In recent days the major international news story has been the decision by German Chancellor Olaf Scholz that his government will provide Ukraine with Leopard 2 battle tanks and approve requests by other countries to do the same.
Naturally, Ukrainian President Volodymyr Zelenskyy has expressed his satisfaction at this development calling them, “important and timely decisions”.
NATO Secretary-General Jens Stoltenberg also welcomed Germany’s decision. “At a critical moment in Russia’s war, these can help Ukraine to defend itself, win and prevail as an independent nation,” Stoltenberg wrote on Twitter.
Sharing the Risk
The long-awaited decision came after U.S. officials revealed earlier in the week a preliminary agreement for America to send M1 Abrams tanks to help Ukraine’s troops push back Russian forces that remain entrenched in the country’s east almost a year after Russia invaded its neighbour.
Scholz had insisted that any decision to provide Ukraine with powerful Leopard 2 tanks would need to be taken in conjunction with Germany’s allies, chiefly the United States. By getting Washington to commit some of its own tanks, Berlin hopes to share the risk of any backlash from Russia.
It is not clear when or how the tanks would be delivered to Ukraine or how soon they could have an impact on the battlefield. German Defence Minister Boris Pistorius cautioned that it would take about three months for the first tanks to be deployed there. He described the Leopard 2 as “the best battle tank in the world.”
Ekkehard Brose, head of the German Military’s Federal Academy for Security Policy , said tying the United States into the decision was crucial, to avoid Europe facing a nuclear-armed Russia alone.
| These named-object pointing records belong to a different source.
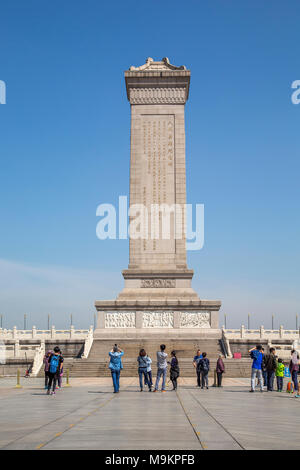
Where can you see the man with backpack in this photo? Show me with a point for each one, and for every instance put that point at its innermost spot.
(55, 364)
(195, 364)
(270, 365)
(203, 366)
(257, 356)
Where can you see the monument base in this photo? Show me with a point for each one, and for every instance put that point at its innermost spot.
(159, 317)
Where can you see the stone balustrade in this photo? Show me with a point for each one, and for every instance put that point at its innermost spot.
(53, 333)
(261, 333)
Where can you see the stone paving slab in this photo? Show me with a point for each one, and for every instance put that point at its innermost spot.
(89, 416)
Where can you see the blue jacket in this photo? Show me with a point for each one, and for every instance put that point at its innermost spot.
(115, 361)
(257, 357)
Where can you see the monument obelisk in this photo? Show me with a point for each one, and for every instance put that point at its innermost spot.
(157, 295)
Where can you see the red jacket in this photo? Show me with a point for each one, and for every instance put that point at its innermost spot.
(220, 365)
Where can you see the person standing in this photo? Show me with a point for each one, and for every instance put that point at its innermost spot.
(270, 364)
(257, 356)
(294, 369)
(46, 368)
(203, 366)
(60, 374)
(220, 369)
(149, 371)
(195, 364)
(115, 366)
(55, 365)
(279, 375)
(143, 364)
(263, 370)
(174, 370)
(161, 368)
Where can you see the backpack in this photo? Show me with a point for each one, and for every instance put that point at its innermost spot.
(203, 365)
(54, 364)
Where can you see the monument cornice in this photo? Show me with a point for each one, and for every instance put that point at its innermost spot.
(160, 83)
(162, 304)
(153, 274)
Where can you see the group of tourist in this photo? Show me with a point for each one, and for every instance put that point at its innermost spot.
(53, 368)
(200, 362)
(265, 367)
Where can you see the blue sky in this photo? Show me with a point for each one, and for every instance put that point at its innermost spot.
(64, 148)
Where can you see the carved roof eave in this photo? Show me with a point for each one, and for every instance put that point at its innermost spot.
(152, 65)
(168, 76)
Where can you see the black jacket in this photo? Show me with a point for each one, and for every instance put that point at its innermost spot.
(269, 362)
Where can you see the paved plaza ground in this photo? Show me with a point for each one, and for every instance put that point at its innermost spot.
(88, 415)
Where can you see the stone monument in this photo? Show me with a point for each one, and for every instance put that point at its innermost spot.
(157, 298)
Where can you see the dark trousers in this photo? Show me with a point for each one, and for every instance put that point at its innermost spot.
(115, 374)
(52, 381)
(295, 380)
(46, 378)
(149, 377)
(198, 377)
(204, 379)
(143, 373)
(271, 375)
(279, 383)
(174, 382)
(265, 377)
(219, 377)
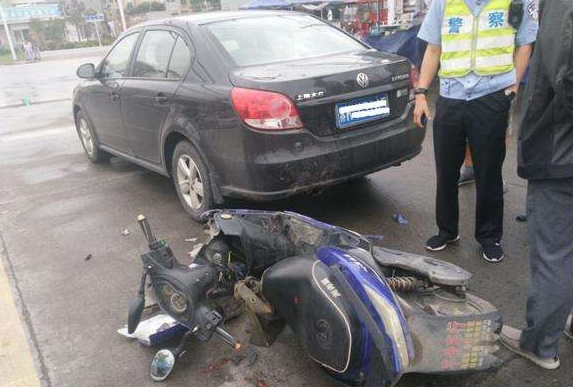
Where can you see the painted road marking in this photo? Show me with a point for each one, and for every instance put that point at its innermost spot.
(16, 362)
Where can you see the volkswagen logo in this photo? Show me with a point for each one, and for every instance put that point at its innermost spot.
(362, 80)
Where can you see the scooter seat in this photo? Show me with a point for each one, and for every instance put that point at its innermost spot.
(437, 271)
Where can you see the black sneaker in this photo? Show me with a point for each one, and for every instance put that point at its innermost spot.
(492, 252)
(467, 176)
(440, 242)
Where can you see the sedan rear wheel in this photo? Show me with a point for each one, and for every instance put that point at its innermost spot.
(191, 180)
(89, 140)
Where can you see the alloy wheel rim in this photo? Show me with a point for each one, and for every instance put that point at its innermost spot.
(86, 136)
(190, 182)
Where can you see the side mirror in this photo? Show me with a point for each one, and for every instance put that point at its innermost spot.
(161, 365)
(86, 71)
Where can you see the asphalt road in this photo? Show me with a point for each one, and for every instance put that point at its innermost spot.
(56, 208)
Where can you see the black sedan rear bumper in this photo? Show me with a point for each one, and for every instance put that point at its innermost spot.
(278, 165)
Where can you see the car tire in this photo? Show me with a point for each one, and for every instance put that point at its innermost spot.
(191, 180)
(89, 140)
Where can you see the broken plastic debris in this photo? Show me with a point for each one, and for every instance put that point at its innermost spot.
(400, 219)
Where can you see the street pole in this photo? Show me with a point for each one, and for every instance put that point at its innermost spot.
(120, 5)
(8, 36)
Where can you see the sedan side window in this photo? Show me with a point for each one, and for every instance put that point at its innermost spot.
(116, 63)
(154, 53)
(180, 60)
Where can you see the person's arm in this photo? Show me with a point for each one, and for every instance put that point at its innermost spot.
(430, 65)
(431, 33)
(521, 61)
(525, 36)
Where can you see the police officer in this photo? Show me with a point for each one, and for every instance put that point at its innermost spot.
(481, 58)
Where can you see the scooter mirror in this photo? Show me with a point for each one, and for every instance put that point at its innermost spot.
(134, 316)
(161, 365)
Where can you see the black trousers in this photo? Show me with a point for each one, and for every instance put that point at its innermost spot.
(481, 123)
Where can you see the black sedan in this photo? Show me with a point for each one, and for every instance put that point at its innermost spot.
(255, 104)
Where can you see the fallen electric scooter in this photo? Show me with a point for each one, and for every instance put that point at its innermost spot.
(366, 314)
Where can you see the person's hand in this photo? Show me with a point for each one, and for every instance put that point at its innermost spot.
(421, 109)
(513, 88)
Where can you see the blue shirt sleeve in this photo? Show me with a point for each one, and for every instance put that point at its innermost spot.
(431, 29)
(527, 32)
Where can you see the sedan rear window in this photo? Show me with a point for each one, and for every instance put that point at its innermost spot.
(260, 40)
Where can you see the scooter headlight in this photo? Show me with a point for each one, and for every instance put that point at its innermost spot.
(178, 303)
(172, 300)
(392, 323)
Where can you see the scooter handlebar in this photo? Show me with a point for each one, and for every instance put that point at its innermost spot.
(147, 231)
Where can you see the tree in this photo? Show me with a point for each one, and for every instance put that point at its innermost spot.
(74, 13)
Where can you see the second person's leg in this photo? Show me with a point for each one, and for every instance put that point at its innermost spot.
(487, 118)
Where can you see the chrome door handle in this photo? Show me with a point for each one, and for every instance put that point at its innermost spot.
(161, 98)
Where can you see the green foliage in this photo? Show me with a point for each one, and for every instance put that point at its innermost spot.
(74, 12)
However, he also noted the deeper historic significance of the decision. “German-made tanks will face off against Russian tanks in Ukraine once more,” he said, adding that this was “not an easy thought” for Germany which takes its responsibility for the horrors of World War II seriously. “And yet it is the right decision,” Brose said, arguing that it was up to Western democracies to help Ukraine stop Russia’s military campaign.
Ahead of Scholz’s official announcement, members of his three-party coalition government welcomed the Cabinet’s agreement to supply the domestically made tanks.
“The leopard’s freed!” German lawmaker Katrin Goering-Eckardt, a senior Green party lawmaker, said.
Polish Prime Minister Mateusz Morawiecki, who had previously called into question Germany’s commitment to helping Ukraine thanked Chancellor Scholz.
Prime Minister Rishi Sunak of Britain, which has said it plans to send 14 of its Challenger 2 tanks to Ukraine, welcomed Germany’s decision to further “strengthen Ukraine’s defensive firepower.” “Together, we are accelerating our efforts to ensure Ukraine wins this war and secures a lasting peace,” Sunak said on Twitter.
However, two smaller opposition parties criticized the move. The far-right Alternative for Germany, which has friendly ties to Russia, called the decision “irresponsible and dangerous.” “Germany risks being drawn directly into the war as a result,” party co-leader Tino Chrupulla said.
The Left party, which has historic links to Moscow, warned of a possible escalation in the Russia-Ukraine conflict. Recent polls showed German voters split on the idea.
Russia expressed mounting fury at the prospect of modern Western tanks being sent to Ukraine. The Kremlin has repeatedly warned the West against sending tanks to Ukraine, saying they would be a legitimate target for Russia’s armed forces, like other NATO weaponry, and would make any prospect for talks to end the war an even more distant possibility.
The Russian Embassy in Berlin called the German government’s decision “extremely dangerous” and said it takes the conflict to a new level of confrontation.”
Kremlin spokesperson Dmitry Peskov said that the Russia’s opponents are overestimating the potential that the tanks will add to the Armed Forces of Ukraine. “… We have already said that these tanks would burn up like the others”, he warned while speaking at a media briefing.
While politicians argue and military specialists speculate, the war in the Ukraine has been waging for almost a year now. It is to be hoped that it will not last as long as the 4 years of the Great War, or the 6 years of World War Two. As General Sherman famously said after the events in Atlanta during the American Civil War, “War is hell.”
Those of us who listen to the terrible news of the reports from Ukraine know that it is, but our awareness is as nothing to the citizens who have been plunged into a living hell that we had hoped never to witness again since the defeat of the Nazis. Whatever the reasons for the invasion, and Russia will have its own excuses, it is innocent women, men, and children who will pay the blood price.
Whether the tanks hasten the end of or prolong this unfortunate war they will cause further loss of life on both sides, That is how the business of war goes. What a better place the world would be if the words, “Thou shalt not kill” were enshrined in every human heart.